(CNSNews.com) - If your doorbell rings on Saturday, it may be one of the same Obama supporters who went door-to-door before the election, urging you to vote the first-term senator into the presidency.
This time, "Organizing for America" canvassers maycome to your house, urging you to support President Obama's proposed $3.6 trillion budget plan. Organizing for America is a project of the Democratic National Committee.
The grassroots, volunteer network will "let their friends and neighbors know about the President's plan to invest in America's future, improve health care and education, create green jobs, reduce our dependence on foreign oil and cut the deficit in half over the next four years.”

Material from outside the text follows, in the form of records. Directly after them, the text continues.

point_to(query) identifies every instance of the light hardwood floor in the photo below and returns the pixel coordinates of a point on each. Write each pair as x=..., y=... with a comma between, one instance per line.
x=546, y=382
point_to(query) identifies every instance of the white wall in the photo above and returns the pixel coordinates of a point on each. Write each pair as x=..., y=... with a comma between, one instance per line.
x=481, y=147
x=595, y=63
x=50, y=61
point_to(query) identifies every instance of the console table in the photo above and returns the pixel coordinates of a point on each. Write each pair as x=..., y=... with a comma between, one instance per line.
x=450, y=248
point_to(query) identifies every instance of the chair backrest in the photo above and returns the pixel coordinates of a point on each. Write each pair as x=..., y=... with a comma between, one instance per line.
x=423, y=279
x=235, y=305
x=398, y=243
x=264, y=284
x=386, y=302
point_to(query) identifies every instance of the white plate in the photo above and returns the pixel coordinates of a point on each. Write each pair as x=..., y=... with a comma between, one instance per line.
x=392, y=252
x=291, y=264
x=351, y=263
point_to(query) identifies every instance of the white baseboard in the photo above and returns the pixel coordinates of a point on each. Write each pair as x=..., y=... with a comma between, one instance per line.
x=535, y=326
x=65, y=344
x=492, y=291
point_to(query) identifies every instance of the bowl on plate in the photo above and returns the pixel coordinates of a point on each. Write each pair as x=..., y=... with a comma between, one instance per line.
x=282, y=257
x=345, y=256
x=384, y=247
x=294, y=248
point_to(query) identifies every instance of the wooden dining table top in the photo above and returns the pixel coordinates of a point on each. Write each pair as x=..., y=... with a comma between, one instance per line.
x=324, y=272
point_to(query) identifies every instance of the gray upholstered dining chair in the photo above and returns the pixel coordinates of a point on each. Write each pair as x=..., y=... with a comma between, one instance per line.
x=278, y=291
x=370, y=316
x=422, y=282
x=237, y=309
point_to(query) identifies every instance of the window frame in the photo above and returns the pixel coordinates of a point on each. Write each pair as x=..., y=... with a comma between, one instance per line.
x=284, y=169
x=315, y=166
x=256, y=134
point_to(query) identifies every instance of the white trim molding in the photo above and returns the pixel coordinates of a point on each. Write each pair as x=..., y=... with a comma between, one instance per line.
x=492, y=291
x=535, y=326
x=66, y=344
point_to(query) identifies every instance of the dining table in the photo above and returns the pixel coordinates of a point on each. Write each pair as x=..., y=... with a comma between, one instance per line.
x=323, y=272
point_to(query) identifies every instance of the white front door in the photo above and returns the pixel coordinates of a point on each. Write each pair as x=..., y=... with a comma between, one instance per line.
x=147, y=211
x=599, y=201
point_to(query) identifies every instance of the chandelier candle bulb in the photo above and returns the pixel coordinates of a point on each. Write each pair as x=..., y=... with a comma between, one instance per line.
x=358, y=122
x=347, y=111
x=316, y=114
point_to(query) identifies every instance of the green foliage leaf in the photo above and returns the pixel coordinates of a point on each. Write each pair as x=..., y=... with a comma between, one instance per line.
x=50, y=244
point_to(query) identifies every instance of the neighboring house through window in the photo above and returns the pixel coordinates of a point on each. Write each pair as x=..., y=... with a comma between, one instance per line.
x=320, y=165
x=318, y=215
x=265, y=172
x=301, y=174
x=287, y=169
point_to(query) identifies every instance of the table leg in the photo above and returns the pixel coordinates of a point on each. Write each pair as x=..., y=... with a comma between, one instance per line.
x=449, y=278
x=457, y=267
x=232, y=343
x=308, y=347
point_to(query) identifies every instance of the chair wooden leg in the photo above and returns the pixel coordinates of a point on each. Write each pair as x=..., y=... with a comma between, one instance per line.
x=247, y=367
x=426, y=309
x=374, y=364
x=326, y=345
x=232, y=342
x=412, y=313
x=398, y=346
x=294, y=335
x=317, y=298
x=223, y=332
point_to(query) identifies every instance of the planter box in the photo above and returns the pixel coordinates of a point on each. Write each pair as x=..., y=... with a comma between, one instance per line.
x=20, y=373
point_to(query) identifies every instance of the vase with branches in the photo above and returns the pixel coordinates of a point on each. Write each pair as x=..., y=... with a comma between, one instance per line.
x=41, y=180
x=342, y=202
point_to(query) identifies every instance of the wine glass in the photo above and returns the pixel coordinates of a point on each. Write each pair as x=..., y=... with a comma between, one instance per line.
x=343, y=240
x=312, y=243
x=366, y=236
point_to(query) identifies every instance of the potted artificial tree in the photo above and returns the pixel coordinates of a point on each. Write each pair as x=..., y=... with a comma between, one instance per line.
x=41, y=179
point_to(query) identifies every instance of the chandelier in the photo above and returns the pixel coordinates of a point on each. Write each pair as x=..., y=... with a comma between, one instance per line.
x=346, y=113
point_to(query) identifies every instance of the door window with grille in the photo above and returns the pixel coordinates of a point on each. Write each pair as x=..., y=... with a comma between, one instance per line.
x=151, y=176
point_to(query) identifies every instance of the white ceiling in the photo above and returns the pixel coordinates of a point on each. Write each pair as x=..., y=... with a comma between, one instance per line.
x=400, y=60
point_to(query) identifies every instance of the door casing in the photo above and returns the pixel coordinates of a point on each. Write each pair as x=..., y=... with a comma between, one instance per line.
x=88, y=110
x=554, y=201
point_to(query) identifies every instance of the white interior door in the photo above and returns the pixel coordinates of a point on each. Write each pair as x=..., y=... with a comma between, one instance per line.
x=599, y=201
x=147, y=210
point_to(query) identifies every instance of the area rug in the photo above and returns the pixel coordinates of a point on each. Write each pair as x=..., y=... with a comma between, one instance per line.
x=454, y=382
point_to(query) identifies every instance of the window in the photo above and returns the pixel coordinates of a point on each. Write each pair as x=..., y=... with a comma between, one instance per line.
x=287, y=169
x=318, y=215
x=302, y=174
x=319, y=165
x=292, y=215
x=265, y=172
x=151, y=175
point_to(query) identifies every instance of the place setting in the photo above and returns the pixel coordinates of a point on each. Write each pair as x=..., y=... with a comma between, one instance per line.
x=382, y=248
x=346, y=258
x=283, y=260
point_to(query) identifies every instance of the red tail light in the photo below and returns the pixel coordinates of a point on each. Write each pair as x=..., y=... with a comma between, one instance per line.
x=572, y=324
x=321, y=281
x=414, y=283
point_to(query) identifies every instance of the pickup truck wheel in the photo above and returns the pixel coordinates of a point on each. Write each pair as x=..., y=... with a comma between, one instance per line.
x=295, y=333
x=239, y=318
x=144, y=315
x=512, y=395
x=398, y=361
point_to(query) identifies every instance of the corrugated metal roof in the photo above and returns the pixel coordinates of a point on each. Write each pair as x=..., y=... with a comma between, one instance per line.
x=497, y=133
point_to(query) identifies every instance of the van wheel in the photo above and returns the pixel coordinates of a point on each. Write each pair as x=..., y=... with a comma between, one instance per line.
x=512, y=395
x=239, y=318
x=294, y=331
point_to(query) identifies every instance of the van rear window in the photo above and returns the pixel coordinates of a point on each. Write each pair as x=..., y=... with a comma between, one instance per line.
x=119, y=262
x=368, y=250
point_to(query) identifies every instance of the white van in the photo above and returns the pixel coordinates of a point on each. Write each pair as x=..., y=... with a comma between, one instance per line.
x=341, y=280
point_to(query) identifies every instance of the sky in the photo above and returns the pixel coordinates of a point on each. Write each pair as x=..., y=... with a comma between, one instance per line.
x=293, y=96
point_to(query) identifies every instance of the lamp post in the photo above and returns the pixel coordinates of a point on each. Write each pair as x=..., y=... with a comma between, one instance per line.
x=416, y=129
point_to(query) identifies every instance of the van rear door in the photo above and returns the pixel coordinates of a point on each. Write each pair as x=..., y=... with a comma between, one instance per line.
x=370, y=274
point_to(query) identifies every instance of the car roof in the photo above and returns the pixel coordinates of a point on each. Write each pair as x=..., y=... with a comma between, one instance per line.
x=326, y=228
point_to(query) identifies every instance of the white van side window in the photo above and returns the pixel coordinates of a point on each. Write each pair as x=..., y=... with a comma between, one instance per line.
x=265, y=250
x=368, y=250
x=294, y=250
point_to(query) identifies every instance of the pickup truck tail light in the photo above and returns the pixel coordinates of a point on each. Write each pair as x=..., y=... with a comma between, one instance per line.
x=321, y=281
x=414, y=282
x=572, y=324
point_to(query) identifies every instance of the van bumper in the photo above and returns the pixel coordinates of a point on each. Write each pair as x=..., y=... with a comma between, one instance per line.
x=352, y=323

Mitch Stewart, director of Organizing for America, says Americans are suffering and they need the government to improve their lives: "The President has a bold plan to invest in America's future and get our economy moving again, and now he needs our help to turn his budget into law. That's why it's so important for Americans on Saturday to go door-to-door and talk to their neighbors about the President's plan and ask them for their support.”
Stewart says Obama "has made great strides in turning the economy around with passage of his jobs and economic recovery package.” The economy has not turned around, however. Even President Obama and Democrats say it will “take time.”
Stewart said the grassroots effort on Saturday is part of a drive "to put our elected officials in Washington on notice that Americans expect that the change President Obama campaigned for becomes reality."
Republicans say President Obama's budget spends too much, taxes too much, and borrows too much from future generations.
“The cost of this new spending will be placed squarely on the backs of small businesses, family farmers, and every American energy consumer,” Rep. Mike Pence (R-Ind.) says on his Web site.
Republicans are particularly concerned about a Democratic proposal to raise billions of dollars through a new tax on energy – the so-called cap-and-trade program that would create a tax on carbon emissions, where no tax currently exists.
On Thursday, Sen. Kent Conrad, a North Dakota Democrat, projected that the federal deficit will be about $1.6 trillion greater over the next ten years than the $7 trillion deficit forecast in Obama’s budget plan.
Rep. Paul Ryan (R-WIs.), the ranking Republican on the House Budget Committee, said the Democrats’ budget puts government, not “Main Street” in the driver’s seat. “That’s what they do in Europe, and it doesn’t work very well,” Ryan said in a recent appearance on Fox News Sunday.
Ryan advocates tax cuts to spur the economy, a "sound-money" policy that targets inflation, temporary government intervention to fix the financial sector, and control of entitlements.